The reason your protein powder leaves you bloated or with gas is because of the lactose. It is estimated that 30 million American adults develop some degree of lactose intolerance by the age of 20.* It is true that overconsumption of protein or excess air (from consuming a drink too fast) can cause some bloating. However, the normal 20 -30g serving of protein powder alone should not cause bloating. That is, of course, assuming that your protein powder doesn't contain large amounts of lactose. 

Solution: Opt for pure whey protein isolate products. Even better, look for products that contain hydrolyzed whey protein isolate. If you have a severe lactose intolerance you can also try a non-whey protein such as pea or hemp.

Conclusion: Your digestive discomfort is coming from lactose in your protein powder. Again, check your labels to make sure there is no concentrate hidden behind a proprietary blend. 

*source: medline plus

Phenomenon #3 - Whey Protein is Going to Make Me "Jacked"

It's not. At least not on its own. This is not a phenomenon, it's a myth. If you drank 3 protein shakes a day and never worked out - you wouldn't gain any muscle. Our body builds muscle as a response to stress (ie. working out). A great protein supplement aids significantly in the recovery process by giving your body the building blocks it needs to repair and get stronger. 

If you drank 3 protein shakes a day and never worked out - you wouldn't gain any muscle.

It might be strange to hear a supplement company say this, but, you have to work or the products won't . The type of work you are performing is also important. If getting "jacked" is your goal - lift moderately heavy weights in large volume. If you are trying to lose weight - perform circuit training with low weight or bodyweight.

Whatever your goals are, protein plays a crucial role in recovery. If you are a runner looking to recover faster after a workout, protein can help dramatically.

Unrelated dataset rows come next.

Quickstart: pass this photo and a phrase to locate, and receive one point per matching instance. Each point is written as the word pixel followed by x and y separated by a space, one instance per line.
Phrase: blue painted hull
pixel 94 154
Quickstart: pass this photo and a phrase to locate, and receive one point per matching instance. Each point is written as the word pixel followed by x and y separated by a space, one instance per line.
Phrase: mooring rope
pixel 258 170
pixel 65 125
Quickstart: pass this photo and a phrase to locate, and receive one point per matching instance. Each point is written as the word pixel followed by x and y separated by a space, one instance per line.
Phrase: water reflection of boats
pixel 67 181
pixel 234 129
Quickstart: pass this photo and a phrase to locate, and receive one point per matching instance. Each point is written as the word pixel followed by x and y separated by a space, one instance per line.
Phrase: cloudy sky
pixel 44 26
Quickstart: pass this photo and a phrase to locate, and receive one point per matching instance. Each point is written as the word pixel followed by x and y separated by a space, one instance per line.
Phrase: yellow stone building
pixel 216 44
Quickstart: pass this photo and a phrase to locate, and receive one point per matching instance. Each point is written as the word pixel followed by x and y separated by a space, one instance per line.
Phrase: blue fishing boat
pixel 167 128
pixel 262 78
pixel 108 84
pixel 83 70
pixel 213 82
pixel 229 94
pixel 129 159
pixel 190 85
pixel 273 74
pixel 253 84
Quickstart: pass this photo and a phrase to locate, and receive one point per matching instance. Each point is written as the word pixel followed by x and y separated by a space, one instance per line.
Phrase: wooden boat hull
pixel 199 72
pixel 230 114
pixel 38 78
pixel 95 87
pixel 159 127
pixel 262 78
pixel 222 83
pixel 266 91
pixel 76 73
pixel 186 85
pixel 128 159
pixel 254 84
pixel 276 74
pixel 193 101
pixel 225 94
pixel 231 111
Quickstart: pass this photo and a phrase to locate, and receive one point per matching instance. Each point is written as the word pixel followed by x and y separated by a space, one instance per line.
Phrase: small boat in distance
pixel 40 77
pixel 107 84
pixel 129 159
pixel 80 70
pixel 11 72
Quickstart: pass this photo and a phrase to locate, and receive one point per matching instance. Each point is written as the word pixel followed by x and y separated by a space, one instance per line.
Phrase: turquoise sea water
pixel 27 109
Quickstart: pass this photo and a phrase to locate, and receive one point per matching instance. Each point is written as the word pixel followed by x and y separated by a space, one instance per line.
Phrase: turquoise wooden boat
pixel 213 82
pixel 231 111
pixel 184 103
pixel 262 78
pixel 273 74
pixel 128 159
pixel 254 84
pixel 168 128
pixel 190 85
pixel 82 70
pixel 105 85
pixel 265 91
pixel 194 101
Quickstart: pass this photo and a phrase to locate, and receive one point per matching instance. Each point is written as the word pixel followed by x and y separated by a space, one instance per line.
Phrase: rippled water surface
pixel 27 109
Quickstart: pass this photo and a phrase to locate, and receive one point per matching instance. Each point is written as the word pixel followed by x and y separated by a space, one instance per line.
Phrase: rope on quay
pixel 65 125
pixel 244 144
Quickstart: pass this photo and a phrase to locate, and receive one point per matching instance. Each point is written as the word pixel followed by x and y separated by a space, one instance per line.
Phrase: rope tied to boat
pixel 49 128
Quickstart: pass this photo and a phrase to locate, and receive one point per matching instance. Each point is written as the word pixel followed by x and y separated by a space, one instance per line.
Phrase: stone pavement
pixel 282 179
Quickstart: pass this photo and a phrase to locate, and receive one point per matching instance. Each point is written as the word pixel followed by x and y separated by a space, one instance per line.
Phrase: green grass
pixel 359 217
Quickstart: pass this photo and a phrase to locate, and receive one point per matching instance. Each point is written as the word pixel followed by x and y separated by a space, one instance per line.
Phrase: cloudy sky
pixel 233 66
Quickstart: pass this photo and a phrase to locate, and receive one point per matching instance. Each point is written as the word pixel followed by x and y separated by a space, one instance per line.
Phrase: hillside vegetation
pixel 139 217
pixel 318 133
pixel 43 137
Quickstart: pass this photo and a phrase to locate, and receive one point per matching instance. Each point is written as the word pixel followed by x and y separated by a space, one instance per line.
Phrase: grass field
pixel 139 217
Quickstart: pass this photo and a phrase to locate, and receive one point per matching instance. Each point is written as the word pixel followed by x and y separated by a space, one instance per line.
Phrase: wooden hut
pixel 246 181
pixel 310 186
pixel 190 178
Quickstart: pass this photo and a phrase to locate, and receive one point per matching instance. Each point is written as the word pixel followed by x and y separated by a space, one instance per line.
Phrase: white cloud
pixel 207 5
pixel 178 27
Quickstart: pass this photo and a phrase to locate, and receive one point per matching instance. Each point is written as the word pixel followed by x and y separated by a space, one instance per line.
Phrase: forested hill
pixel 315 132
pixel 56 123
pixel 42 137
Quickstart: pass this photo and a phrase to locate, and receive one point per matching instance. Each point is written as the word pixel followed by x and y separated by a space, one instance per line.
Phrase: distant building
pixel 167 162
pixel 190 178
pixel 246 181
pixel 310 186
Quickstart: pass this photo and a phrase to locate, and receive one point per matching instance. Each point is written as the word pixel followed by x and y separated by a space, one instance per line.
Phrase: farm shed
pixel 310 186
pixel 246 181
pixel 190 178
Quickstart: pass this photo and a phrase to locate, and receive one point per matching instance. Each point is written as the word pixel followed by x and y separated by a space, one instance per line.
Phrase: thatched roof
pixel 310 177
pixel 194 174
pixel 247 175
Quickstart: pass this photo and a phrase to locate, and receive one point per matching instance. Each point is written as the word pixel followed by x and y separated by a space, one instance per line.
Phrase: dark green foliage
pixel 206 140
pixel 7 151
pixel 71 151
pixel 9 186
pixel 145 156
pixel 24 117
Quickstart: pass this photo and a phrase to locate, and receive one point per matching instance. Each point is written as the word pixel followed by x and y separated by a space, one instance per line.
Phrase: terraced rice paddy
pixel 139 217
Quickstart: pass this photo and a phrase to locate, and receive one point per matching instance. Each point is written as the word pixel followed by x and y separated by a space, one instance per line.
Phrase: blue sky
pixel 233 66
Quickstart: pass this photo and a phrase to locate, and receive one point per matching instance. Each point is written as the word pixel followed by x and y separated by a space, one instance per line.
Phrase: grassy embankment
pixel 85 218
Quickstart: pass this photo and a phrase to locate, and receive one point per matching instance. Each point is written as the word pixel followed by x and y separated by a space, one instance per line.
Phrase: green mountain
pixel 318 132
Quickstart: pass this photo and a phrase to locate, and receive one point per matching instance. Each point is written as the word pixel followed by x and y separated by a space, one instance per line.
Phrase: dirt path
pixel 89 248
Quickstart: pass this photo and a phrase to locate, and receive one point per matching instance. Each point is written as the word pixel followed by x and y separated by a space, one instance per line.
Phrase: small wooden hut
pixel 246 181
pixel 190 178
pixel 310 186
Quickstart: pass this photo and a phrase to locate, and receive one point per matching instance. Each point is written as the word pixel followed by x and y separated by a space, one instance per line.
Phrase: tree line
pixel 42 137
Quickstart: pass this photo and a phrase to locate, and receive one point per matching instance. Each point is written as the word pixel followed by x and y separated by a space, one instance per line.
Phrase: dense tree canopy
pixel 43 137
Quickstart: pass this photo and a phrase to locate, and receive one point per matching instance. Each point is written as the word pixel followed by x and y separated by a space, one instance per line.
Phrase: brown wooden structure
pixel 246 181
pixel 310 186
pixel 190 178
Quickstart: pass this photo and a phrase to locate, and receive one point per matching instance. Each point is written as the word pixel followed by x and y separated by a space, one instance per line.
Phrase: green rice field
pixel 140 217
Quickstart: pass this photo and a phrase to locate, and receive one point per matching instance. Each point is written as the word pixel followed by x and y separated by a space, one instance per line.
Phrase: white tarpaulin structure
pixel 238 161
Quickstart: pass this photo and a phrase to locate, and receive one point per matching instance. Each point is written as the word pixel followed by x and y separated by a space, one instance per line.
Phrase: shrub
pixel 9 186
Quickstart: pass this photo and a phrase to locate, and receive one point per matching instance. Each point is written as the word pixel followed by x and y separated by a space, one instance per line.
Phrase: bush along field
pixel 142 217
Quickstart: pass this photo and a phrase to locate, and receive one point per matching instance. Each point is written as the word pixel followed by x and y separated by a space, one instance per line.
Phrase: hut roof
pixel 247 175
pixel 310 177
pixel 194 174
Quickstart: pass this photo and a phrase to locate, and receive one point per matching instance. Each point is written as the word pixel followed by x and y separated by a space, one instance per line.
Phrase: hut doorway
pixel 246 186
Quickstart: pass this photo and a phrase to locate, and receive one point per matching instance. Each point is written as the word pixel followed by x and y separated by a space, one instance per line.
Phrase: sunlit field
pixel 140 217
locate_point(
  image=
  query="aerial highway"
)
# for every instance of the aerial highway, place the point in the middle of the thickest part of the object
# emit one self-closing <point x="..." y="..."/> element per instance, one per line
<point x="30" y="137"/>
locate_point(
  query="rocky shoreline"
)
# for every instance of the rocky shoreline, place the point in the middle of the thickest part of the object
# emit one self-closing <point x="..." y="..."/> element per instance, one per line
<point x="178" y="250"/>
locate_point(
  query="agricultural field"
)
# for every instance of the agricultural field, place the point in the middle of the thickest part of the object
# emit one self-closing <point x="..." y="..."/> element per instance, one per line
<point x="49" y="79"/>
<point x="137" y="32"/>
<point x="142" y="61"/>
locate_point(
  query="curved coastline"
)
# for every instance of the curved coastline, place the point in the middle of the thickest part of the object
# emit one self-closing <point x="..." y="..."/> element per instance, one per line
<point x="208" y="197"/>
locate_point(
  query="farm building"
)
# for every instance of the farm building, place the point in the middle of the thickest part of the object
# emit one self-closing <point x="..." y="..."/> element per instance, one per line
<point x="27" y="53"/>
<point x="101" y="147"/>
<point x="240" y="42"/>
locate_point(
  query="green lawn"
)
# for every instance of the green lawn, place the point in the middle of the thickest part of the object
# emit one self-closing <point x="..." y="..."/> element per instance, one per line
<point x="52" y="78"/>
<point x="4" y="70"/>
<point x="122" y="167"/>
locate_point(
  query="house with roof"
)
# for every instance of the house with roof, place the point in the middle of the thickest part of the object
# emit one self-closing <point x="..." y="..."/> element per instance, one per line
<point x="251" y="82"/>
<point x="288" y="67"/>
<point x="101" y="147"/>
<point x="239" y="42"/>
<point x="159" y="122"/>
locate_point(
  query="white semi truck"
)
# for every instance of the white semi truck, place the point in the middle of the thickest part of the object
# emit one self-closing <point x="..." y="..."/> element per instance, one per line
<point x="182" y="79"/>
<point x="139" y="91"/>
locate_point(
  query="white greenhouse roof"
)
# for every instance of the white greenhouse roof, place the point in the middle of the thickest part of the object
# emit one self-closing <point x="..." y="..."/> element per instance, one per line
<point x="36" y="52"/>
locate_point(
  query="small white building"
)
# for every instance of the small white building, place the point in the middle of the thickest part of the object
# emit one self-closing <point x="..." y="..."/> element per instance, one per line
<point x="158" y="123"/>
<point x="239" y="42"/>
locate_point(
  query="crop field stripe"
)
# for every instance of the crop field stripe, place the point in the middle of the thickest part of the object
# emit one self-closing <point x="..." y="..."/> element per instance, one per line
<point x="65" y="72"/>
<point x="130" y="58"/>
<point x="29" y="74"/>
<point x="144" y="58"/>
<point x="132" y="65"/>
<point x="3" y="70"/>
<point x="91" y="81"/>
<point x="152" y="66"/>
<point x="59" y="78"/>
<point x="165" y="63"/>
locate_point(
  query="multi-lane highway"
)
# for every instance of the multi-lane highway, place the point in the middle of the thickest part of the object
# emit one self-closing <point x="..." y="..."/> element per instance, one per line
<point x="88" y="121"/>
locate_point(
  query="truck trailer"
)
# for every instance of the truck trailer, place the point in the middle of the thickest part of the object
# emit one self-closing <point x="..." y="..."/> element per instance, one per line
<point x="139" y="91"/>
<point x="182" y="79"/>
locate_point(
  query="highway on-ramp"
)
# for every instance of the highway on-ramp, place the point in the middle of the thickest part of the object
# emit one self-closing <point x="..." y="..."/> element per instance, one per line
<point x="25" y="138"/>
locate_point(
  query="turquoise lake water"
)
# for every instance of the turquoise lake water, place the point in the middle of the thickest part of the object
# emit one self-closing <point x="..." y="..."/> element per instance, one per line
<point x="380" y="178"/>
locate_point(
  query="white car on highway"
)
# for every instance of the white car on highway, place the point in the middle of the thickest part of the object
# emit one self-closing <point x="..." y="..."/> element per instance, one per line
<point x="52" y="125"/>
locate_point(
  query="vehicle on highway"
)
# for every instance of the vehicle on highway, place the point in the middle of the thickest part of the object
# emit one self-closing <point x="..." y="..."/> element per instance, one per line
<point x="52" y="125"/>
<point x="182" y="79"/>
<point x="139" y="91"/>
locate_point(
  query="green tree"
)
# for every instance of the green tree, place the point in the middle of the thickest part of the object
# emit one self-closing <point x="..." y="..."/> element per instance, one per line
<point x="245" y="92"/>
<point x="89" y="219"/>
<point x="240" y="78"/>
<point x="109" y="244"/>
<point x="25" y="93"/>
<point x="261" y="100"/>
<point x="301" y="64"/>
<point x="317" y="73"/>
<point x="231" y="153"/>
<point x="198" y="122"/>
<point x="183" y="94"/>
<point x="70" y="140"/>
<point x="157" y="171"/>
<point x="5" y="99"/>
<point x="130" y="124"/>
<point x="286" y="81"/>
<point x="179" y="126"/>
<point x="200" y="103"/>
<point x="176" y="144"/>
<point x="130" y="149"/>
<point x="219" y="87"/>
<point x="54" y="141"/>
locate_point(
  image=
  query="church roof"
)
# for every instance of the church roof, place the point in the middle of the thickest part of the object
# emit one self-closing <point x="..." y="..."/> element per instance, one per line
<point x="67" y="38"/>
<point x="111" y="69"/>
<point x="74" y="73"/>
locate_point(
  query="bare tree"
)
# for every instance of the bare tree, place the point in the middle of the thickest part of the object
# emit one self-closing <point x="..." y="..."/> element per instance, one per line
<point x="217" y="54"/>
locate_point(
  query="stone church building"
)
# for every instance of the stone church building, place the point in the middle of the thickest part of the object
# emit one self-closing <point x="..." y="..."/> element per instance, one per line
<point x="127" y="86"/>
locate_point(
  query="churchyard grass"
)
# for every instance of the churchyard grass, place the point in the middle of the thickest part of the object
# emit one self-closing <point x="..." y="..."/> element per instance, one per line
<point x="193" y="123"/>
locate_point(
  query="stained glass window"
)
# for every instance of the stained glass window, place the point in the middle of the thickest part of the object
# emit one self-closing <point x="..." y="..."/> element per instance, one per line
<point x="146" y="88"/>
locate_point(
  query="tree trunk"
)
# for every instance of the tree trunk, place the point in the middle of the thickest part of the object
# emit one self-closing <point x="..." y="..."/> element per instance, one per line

You are not going to spontaneously sprout gigantic legs.

If protein is the building block, you have to decide how the blocks get stacked together. A great personal trainer can help tremendously with this. Stay tuned for future articles where we will be recommending some of our favorites. 

Conclusion: Protein powder aids in muscle recovery and is beneficial no matter what your goals are. Another reason to read your labels --- many products add ingredients like creatine or some sort of thermogenic agent. Ask yourself if you need all of this in your protein. Ingredients like creatine are highly effective but should be used separately from your protein powder. This way you can control quality, dosage amounts, and timing.